Setting defective channel paths offline automatically

Red Hat Enterprise Linux 9.2 LPAR mode z/VM guest KVM guest

Control the automatic removal of defective channel paths through the path_threshold, path_interval, and path_autodisable sysfs attributes.

About this task

A channel control check (CCC) is caused by any machine malfunction that affects channel-subsystem controls. An interface control check (IFCC) indicates that an incorrect signal occurred on the channel path. Usually, these errors can be recovered automatically.

However, if IFCC or CCC errors occur frequently on a particular channel path, these errors indicate a failure of this channel path. Error recovery processing on defective channel paths can result in performance degradation. If at least one operational channel path remains, overall device performance might improve if a defective channel path is excluded from I/O.

By default, automatic path removal is enabled with an error threshold of 256 and a reset interval of 300 s (5 minutes). Accordingly, a channel path is set offline automatically, when the error count reaches 256 and if at least one other channel path remains. If 300 seconds elapse without an error, the error count is reset to 0.

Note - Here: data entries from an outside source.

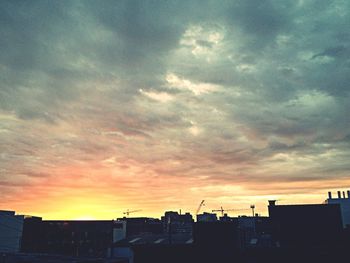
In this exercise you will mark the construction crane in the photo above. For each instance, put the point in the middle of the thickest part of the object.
(252, 207)
(199, 207)
(127, 212)
(226, 210)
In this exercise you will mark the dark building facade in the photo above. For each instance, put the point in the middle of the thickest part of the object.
(318, 225)
(177, 223)
(74, 238)
(142, 225)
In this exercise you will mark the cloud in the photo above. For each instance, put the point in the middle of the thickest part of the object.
(128, 95)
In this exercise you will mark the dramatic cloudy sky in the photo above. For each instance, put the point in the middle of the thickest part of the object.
(156, 105)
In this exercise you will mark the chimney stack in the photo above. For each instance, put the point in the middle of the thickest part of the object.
(329, 195)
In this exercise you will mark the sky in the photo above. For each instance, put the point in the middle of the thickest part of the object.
(156, 105)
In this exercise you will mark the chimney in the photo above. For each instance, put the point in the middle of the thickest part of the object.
(272, 202)
(329, 195)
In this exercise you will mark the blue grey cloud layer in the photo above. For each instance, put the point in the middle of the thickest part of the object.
(239, 91)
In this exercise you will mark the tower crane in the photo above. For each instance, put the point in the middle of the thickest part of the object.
(199, 207)
(222, 210)
(127, 212)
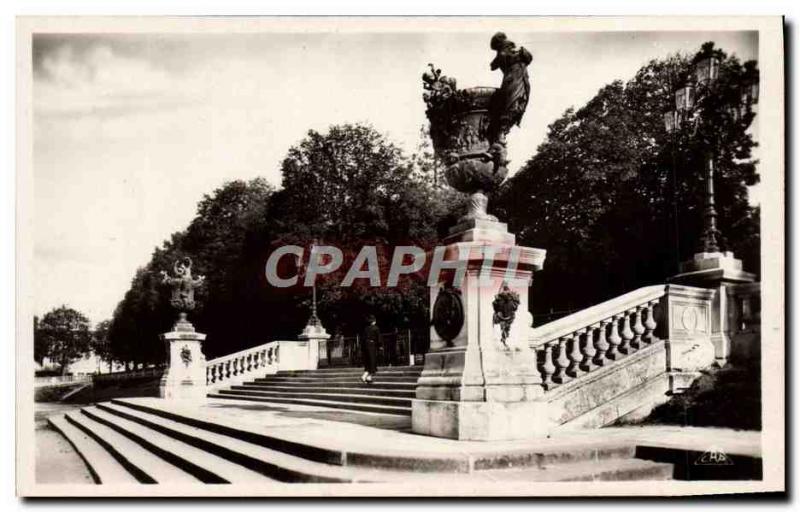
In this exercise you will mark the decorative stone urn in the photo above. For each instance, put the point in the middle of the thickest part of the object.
(185, 377)
(480, 380)
(460, 130)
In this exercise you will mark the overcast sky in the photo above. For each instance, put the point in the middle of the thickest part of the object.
(131, 130)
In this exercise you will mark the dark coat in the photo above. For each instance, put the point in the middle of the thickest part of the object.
(369, 348)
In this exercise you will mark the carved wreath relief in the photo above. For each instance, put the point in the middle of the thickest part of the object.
(505, 306)
(186, 355)
(448, 314)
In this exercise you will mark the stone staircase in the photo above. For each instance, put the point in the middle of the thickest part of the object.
(151, 441)
(337, 388)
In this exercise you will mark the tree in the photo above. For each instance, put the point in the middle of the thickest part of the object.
(101, 345)
(65, 334)
(226, 240)
(617, 201)
(350, 187)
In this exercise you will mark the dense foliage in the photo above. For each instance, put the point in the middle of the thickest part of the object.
(617, 200)
(348, 187)
(613, 197)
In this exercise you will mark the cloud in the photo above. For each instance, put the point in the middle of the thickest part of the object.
(73, 78)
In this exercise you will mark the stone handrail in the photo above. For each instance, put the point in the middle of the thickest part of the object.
(235, 368)
(585, 317)
(597, 336)
(153, 371)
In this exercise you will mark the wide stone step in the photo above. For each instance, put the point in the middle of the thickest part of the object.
(333, 404)
(338, 378)
(102, 463)
(180, 452)
(587, 471)
(336, 384)
(252, 458)
(353, 374)
(333, 451)
(339, 397)
(358, 370)
(146, 466)
(362, 390)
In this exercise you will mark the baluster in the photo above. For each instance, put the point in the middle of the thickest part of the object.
(562, 362)
(589, 350)
(548, 368)
(626, 333)
(614, 339)
(575, 355)
(650, 323)
(638, 328)
(601, 345)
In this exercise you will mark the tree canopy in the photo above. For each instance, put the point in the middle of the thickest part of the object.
(347, 187)
(617, 201)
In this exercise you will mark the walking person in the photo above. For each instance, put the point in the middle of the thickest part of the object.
(369, 349)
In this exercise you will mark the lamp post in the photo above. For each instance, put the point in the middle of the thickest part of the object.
(688, 99)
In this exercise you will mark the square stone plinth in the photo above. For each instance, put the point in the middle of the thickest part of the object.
(480, 421)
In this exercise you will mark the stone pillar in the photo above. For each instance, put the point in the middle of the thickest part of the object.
(185, 377)
(687, 331)
(716, 271)
(303, 354)
(480, 380)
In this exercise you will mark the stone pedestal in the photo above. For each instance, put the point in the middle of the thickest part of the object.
(479, 383)
(716, 271)
(303, 354)
(185, 378)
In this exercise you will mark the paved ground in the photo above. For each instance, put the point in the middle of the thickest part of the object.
(56, 460)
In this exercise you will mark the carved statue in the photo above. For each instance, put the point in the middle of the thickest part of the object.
(505, 306)
(468, 126)
(509, 102)
(183, 286)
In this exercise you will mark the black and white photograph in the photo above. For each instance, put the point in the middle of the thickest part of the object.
(500, 256)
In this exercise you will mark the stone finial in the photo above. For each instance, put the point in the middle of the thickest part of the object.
(468, 127)
(183, 285)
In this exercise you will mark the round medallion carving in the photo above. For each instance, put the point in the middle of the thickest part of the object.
(448, 314)
(689, 318)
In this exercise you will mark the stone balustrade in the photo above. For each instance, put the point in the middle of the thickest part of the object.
(235, 368)
(596, 337)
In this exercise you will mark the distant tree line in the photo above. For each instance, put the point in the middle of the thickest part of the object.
(613, 197)
(347, 188)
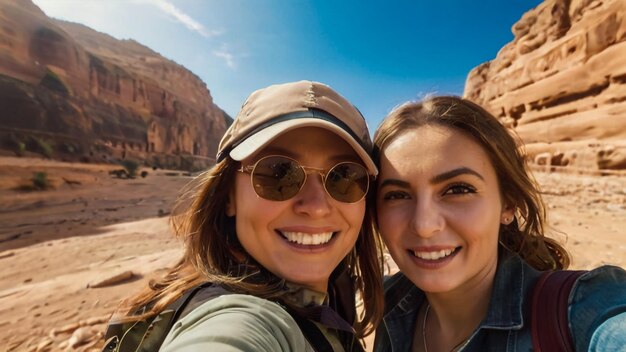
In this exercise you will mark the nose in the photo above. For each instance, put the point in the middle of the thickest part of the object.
(312, 200)
(427, 219)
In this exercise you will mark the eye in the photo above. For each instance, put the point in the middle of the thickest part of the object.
(394, 195)
(459, 189)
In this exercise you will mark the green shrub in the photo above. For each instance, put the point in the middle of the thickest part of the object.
(20, 149)
(44, 147)
(131, 167)
(40, 180)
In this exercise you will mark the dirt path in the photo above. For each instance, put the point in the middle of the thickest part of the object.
(54, 245)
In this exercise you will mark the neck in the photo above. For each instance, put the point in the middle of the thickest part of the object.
(456, 314)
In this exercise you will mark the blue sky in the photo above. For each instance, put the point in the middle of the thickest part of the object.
(376, 54)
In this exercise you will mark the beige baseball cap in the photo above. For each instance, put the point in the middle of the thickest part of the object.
(272, 111)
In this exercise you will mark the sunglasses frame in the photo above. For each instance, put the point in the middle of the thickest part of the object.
(307, 170)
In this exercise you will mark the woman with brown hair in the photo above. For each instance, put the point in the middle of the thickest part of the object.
(277, 237)
(464, 220)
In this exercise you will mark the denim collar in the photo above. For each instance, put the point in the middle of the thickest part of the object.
(505, 311)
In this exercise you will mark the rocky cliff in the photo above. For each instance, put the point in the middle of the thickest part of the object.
(69, 91)
(561, 83)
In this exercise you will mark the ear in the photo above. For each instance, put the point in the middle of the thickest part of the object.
(507, 215)
(231, 206)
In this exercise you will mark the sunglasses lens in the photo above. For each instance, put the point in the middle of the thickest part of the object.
(277, 178)
(347, 182)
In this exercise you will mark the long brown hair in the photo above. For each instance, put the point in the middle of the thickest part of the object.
(213, 254)
(525, 235)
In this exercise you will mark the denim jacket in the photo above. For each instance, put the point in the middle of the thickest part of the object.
(597, 311)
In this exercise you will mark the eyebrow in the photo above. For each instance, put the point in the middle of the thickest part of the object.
(454, 173)
(437, 179)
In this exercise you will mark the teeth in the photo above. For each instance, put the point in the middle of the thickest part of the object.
(308, 238)
(433, 255)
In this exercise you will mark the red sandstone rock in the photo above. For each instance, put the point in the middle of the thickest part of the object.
(93, 96)
(561, 83)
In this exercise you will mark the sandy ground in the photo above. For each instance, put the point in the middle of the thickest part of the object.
(55, 245)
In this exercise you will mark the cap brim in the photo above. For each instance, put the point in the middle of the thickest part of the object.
(257, 141)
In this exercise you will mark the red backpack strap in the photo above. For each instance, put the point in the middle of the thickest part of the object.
(549, 321)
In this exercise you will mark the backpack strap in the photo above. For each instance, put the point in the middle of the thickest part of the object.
(148, 335)
(549, 320)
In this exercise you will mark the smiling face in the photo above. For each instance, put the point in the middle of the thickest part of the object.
(302, 239)
(440, 209)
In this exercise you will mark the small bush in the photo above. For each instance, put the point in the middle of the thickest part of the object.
(40, 180)
(44, 147)
(131, 167)
(20, 149)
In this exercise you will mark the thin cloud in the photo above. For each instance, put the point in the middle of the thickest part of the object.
(228, 58)
(178, 15)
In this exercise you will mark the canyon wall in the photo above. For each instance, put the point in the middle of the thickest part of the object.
(561, 83)
(68, 91)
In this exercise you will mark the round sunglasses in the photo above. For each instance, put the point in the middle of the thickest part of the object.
(279, 178)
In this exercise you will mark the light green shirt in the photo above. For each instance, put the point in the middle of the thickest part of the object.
(238, 322)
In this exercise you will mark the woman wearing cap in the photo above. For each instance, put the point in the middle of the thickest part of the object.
(464, 221)
(277, 228)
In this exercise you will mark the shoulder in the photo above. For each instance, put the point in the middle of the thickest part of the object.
(236, 322)
(597, 307)
(600, 286)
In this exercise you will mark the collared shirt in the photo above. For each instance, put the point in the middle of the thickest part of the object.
(597, 309)
(242, 322)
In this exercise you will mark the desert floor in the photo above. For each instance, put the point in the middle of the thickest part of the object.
(57, 244)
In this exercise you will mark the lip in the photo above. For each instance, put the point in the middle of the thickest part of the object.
(436, 263)
(307, 248)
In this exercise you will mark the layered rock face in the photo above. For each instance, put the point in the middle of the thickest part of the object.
(76, 92)
(561, 83)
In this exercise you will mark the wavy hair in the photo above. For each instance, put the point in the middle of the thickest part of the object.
(525, 235)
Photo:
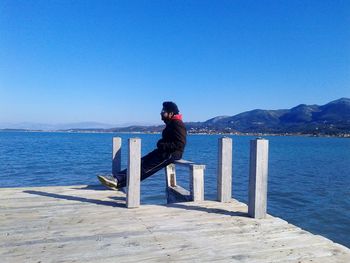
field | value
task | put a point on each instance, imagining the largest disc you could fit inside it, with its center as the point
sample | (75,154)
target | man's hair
(170,106)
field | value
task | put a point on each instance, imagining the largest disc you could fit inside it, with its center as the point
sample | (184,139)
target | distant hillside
(332,118)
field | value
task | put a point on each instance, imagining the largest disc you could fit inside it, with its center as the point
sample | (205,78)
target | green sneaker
(109,181)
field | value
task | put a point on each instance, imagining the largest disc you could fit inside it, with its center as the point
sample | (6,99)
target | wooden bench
(176,193)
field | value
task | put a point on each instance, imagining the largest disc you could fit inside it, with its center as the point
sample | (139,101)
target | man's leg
(150,164)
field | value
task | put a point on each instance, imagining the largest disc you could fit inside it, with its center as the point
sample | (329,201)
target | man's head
(169,110)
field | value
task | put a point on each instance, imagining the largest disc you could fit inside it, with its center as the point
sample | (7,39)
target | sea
(308,180)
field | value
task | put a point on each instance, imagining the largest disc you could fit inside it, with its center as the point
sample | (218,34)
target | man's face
(166,115)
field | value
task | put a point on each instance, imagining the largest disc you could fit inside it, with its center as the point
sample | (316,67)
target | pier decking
(91,224)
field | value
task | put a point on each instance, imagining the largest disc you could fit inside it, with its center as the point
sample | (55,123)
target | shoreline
(345,135)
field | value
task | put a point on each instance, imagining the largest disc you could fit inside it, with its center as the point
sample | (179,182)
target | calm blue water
(309,178)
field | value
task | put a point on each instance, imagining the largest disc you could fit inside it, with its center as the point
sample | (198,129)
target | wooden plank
(224,181)
(197,182)
(183,162)
(76,224)
(116,155)
(257,196)
(133,173)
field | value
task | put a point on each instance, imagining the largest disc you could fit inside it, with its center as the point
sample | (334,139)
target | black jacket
(173,139)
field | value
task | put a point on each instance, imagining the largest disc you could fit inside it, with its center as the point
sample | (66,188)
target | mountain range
(332,118)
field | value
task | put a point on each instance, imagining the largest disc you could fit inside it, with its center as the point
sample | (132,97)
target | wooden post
(224,180)
(197,182)
(116,155)
(170,175)
(257,199)
(133,173)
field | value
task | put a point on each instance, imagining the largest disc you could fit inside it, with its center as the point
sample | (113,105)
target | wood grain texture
(90,224)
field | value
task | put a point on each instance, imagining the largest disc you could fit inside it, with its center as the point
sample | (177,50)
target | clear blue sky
(116,61)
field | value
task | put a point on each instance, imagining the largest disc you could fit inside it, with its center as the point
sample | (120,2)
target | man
(169,148)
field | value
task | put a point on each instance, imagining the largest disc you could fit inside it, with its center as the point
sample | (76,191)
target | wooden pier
(92,224)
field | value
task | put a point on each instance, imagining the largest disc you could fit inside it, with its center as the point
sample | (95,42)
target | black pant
(150,164)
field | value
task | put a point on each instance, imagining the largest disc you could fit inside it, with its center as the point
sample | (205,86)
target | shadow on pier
(79,199)
(208,210)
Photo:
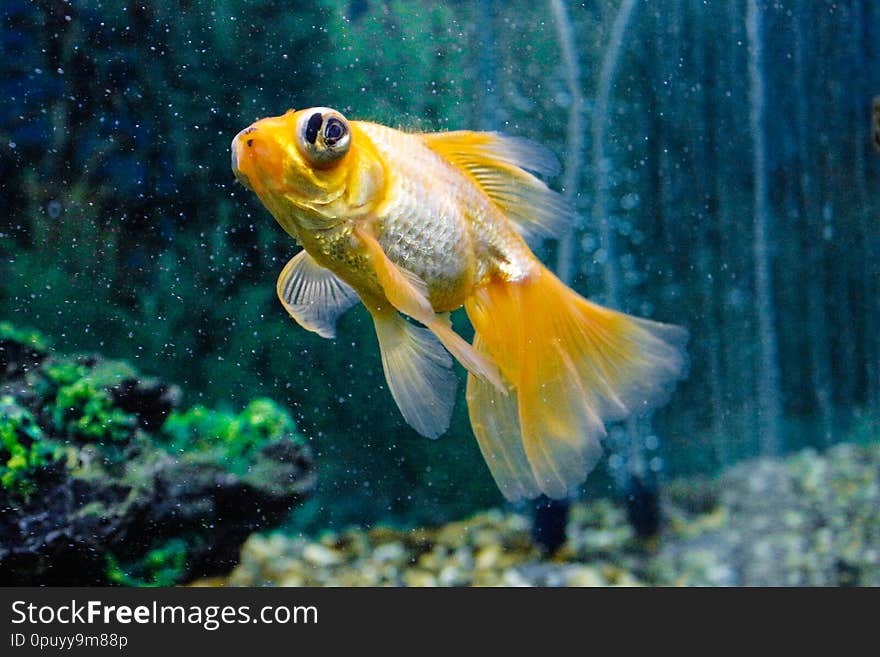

You can change the error threshold and reset interval, or you can prevent automatic removal of channel paths altogether.

Procedure

  • To specify the number of errors that must occur before the channel path is taken offline, issue a command of this form:
    # echo <no_of_errors> > /sys/bus/ccw/devices/<device_bus_id>/path_threshold

    where /sys/bus/ccw/devices/<device_bus_id> represents the device in sysfs and <no_of_errors> is an integer that specifies the error threshold.

    To disable detecting defective paths, and to suppress messages about IFCC or CCC errors, set <no_of_errors> to 0.

  • To specify the time that must elapse without errors to trigger a counter reset, issue a command of this form:
    # echo <time> > /sys/bus/ccw/devices/<device_bus_id>/path_interval
    where <time> is the reset interval in seconds.
  • To prevent defective paths from being set offline automatically, issue a command of this form:
    # echo <flag> > /sys/bus/ccw/devices/<device_bus_id>/path_autodisable
    where <flag> can be 1 to enable automatic path removal, or 0 to prevent automatic path removal. By default, automatic path removal is enabled.

Examples

  • Setting 512 for the error threshold and 6 minutes (360 s) for the reset interval:
    echo 512 > /sys/bus/ccw/devices/0.0.4711/path_threshold
    echo 360 > /sys/bus/ccw/devices/0.0.4711/path_interval
    According to this example, a channel path is automatically removed if a count of 512 IFCCs or CCCs is reached. Any 6-minute interval without a IFCCs or CCCs causes the counter to be reset to zero.
  • Preventing automatic removal of defective channel paths:
    # echo 0 > /sys/bus/ccw/devices/0.0.4711/path_autodisable
    In this example, messages about defective paths are issued according to the settings for the error threshold and the reset interval, but defective paths are not removed automatically.

What to do next

After you repair the faulty channel path, set it online again by using the tunedasd command with the -p option. See tunedasd - Adjust low-level DASD settings for details.